You're not actually holding the user object any more though, because the userPhoto action is invoked in a separate request that's sent when the browser tries to load the image from the URL generated by #{userPhoto(user.id)}.
Of course, you could use the cache to store data from each user's photo Blob, which would reduce the likelihood that you had to go to the database on the image request. It's more trouble than it's worth in this case though since you're just doing a simple primary key lookup for the user object, and that should be relatively inexpensive. Plus Blobs aren't serializable, so you have to pull out each piece of information separately.

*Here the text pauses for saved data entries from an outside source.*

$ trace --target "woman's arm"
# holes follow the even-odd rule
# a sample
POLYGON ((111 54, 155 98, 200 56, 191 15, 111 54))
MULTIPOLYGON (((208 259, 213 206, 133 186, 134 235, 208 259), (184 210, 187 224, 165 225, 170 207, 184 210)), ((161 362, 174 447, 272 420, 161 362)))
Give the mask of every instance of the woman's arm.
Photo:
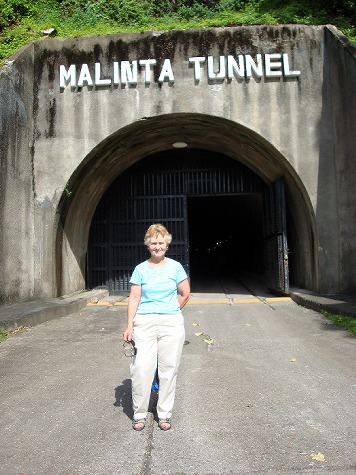
POLYGON ((178 284, 178 303, 180 308, 182 309, 184 305, 188 302, 190 297, 190 284, 189 280, 185 279, 178 284))
POLYGON ((129 304, 127 307, 127 328, 123 333, 125 341, 131 341, 133 330, 133 319, 136 315, 138 304, 141 300, 141 286, 132 284, 130 288, 129 304))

Still, if you were to try that it might look something like this:
// The action that renders your list of images
public static void index() {
List<User> users = User.findAll();
for (User user : users) {
cachePhoto(user.photo);
}
render(users);
}
// The action that returns the image data to display
public static void userPhoto(long id) {
InputStream photoStream;
String path = Cache.get("image_path_user_" + id);
String type = Cache.get("image_type_user_" + id);
// Was the data we needed in the cache?
if (path == null || type == null) {
// No, we'll have to go to the database anyway
User user = User.findById(id);
notFoundIfNull(user);
cachePhoto(user.photo);
photoStream = user.photo.get();
type = user.photo.type();
} else {
// Yes, just generate the stream directly
try {
photoStream = new FileInputStream(new File(path));
} catch (Exception ex) {
throw new UnexpectedException(ex);
}
}
response.setContentTypeIfNotSet(type);
renderBinary(photoStream);
}
// Convenience method for caching the photo information
private static void cachePhoto(Blob photo) {
if (photo == null) {
return;
}
Cache.set("image_path_user_" + user.id,
photo.getFile.getAbsolutePath());
Cache.set("image_type_user_" + user.id,
photo.getType());
}
Then you'd still have to worry about appropriately populating/invalidating the cache in your add, update, and delete actions too. Otherwise your cache would be polluted with stale data.